David Hoffman on Philadelphia’s eviction rates



David Hoffman on Philadelphia’s eviction rates

In their study of eviction rates in Philadelphia, David A. Hoffman of Penn Law and Anton Strezhnev of the University of Chicago explore the role of transit to court in preventing tenants from asserting their rights. The study found that tenants living farther from the courthouse, relying on public transportation to attend their eviction hearings, were more likely to skip their hearings, resulting in eviction by default. However, when tenants were offered virtual hearings, the effect of travel on eviction rates disappeared.
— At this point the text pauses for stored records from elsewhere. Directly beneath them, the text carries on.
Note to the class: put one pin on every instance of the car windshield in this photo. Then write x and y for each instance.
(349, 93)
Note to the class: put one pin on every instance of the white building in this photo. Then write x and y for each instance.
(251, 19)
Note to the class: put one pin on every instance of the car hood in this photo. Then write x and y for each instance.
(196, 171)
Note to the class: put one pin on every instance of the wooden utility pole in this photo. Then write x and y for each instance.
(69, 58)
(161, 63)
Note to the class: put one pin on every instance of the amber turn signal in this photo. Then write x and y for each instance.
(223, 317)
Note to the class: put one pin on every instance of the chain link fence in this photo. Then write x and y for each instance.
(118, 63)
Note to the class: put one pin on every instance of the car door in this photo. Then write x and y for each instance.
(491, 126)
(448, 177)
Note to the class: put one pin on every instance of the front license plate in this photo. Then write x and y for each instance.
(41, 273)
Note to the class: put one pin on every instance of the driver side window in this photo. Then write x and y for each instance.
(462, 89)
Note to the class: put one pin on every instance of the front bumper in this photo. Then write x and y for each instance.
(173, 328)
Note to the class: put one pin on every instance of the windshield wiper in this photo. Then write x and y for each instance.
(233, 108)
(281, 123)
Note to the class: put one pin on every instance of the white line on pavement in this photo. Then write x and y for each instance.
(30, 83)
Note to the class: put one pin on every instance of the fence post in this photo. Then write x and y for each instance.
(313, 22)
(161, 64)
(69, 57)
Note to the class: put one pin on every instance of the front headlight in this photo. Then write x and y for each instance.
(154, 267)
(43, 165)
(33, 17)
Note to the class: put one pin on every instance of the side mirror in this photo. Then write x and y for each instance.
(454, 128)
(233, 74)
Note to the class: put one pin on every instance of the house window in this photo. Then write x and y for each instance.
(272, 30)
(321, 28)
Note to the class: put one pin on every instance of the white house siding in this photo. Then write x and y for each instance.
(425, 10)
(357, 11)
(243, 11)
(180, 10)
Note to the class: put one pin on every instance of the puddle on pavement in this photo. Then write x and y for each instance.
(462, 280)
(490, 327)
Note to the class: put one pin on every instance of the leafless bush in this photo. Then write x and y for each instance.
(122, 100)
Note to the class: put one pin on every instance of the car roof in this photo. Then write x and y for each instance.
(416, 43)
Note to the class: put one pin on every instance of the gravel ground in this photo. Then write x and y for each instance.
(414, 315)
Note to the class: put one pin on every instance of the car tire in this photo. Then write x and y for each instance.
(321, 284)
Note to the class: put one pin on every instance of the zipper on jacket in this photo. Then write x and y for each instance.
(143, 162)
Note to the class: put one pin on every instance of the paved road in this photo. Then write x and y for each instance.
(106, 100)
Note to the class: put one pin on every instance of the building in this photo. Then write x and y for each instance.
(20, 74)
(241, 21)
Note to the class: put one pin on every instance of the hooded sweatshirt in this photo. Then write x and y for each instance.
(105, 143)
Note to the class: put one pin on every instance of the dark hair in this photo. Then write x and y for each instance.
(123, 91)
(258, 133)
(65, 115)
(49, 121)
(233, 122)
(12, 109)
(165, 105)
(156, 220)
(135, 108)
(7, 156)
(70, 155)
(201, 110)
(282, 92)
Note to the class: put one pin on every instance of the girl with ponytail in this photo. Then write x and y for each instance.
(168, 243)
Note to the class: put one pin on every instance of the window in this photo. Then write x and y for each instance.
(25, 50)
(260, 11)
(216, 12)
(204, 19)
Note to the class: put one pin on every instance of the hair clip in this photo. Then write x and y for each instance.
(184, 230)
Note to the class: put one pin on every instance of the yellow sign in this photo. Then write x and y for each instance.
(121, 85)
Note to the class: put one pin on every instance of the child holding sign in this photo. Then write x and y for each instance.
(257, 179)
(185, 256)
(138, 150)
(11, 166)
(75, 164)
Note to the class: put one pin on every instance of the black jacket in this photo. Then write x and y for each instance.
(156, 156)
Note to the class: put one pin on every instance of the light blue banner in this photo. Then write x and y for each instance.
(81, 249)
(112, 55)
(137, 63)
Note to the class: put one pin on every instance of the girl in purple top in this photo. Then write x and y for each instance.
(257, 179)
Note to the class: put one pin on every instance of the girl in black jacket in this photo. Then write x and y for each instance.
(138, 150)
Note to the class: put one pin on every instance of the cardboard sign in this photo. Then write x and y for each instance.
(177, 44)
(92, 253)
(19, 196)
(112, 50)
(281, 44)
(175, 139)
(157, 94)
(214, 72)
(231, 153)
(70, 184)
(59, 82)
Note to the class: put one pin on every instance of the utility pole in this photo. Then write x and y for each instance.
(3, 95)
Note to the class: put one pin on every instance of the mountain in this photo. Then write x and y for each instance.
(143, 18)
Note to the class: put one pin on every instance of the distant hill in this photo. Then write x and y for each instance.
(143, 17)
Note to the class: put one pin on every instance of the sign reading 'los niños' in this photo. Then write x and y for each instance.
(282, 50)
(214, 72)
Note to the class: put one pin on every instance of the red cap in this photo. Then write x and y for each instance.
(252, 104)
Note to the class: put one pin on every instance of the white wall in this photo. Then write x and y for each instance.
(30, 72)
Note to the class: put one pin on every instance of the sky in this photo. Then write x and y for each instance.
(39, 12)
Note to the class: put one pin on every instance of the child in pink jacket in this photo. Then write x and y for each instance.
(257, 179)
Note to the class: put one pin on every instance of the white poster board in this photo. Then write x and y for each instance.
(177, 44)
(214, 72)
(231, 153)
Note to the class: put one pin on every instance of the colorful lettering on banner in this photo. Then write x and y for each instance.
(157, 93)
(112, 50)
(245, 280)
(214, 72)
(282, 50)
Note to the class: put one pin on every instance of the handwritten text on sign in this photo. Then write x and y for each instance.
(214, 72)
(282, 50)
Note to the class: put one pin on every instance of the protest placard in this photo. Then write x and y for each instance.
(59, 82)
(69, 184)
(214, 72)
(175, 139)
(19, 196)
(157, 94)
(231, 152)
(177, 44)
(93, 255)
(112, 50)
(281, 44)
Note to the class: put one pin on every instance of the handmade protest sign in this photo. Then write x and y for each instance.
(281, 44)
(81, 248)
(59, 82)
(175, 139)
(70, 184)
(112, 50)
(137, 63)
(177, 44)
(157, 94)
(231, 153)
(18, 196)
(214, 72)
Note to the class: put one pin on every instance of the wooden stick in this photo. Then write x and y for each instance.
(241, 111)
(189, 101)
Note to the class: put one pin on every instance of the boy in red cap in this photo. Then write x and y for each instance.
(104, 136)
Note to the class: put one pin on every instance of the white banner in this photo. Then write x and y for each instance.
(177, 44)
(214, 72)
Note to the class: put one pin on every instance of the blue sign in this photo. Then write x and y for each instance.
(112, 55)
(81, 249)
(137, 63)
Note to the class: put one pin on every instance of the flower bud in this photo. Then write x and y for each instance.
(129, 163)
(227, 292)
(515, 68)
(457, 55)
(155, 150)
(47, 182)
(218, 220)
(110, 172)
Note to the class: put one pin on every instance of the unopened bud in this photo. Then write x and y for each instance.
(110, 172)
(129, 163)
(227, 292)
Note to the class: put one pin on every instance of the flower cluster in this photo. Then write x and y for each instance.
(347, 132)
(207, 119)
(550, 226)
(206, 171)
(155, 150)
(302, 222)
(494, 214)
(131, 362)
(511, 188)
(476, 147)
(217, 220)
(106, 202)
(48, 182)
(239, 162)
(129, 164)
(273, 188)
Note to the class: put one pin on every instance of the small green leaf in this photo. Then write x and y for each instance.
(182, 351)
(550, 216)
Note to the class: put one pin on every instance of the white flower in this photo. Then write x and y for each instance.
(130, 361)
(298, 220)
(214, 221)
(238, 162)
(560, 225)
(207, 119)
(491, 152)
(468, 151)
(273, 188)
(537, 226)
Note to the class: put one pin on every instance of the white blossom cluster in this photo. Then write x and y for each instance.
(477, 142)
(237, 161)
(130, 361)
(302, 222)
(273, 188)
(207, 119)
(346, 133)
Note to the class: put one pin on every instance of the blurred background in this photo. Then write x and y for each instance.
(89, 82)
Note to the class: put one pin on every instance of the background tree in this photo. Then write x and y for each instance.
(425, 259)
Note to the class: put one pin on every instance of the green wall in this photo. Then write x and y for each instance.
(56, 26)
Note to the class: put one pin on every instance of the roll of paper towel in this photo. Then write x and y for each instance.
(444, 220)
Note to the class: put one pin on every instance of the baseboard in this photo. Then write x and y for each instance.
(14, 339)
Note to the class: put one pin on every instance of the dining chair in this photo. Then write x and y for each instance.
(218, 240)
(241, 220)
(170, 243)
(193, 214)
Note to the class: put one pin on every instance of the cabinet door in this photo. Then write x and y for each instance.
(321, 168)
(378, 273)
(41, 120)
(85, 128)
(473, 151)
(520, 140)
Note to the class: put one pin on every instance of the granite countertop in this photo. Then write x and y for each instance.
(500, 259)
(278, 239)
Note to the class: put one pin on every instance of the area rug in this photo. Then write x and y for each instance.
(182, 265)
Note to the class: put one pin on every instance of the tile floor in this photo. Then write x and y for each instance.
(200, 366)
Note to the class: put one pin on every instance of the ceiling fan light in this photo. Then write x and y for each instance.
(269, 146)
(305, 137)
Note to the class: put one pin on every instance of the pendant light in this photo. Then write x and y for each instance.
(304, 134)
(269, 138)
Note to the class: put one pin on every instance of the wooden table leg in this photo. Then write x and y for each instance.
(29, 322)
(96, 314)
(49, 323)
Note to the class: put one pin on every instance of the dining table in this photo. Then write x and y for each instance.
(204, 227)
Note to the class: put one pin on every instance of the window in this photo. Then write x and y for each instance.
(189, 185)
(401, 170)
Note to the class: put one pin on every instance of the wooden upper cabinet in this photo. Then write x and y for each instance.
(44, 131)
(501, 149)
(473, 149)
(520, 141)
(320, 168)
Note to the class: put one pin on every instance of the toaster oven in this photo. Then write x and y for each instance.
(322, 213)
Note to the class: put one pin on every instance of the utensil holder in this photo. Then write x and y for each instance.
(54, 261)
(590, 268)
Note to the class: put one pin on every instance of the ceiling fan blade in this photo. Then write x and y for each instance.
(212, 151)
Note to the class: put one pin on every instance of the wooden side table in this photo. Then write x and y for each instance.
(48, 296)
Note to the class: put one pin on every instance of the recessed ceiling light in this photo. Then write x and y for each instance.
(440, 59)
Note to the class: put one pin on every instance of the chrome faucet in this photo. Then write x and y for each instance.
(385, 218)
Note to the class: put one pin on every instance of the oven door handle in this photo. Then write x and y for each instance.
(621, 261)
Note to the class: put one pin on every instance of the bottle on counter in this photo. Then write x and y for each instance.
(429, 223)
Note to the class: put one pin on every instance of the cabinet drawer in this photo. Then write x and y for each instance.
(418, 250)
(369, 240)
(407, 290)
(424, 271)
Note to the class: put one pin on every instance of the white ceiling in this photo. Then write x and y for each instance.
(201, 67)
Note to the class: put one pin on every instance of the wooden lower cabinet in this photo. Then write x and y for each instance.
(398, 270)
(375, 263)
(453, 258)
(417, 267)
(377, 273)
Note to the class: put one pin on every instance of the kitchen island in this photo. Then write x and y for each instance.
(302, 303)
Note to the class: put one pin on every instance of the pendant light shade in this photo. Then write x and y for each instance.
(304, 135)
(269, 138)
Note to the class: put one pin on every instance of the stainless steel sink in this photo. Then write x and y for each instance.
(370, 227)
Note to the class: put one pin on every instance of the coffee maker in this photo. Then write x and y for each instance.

Controlling for other factors, the study found a causal relationship between travel time and default.

“These results open up a new way to study the drivers of this important social phenomenon – including the increased use of video technology in the courts and the relaxation of the requirement to report to the courthouse at a given time. — and can significantly reduce barriers to justice,” Hoffman said in an interview about the study. “Other alternatives, such as easy postponement and no-excuse reopening, are available and would reduce the barriers to justice that cause evictions.”

Hoffman’s research and teaching focus on contract law, with much of his work carried out in an interdisciplinary manner through collaborations with co-authors from multiple fields.

The study, titled “Longer Trips to Court Cause Evictions,” is available on SSRN.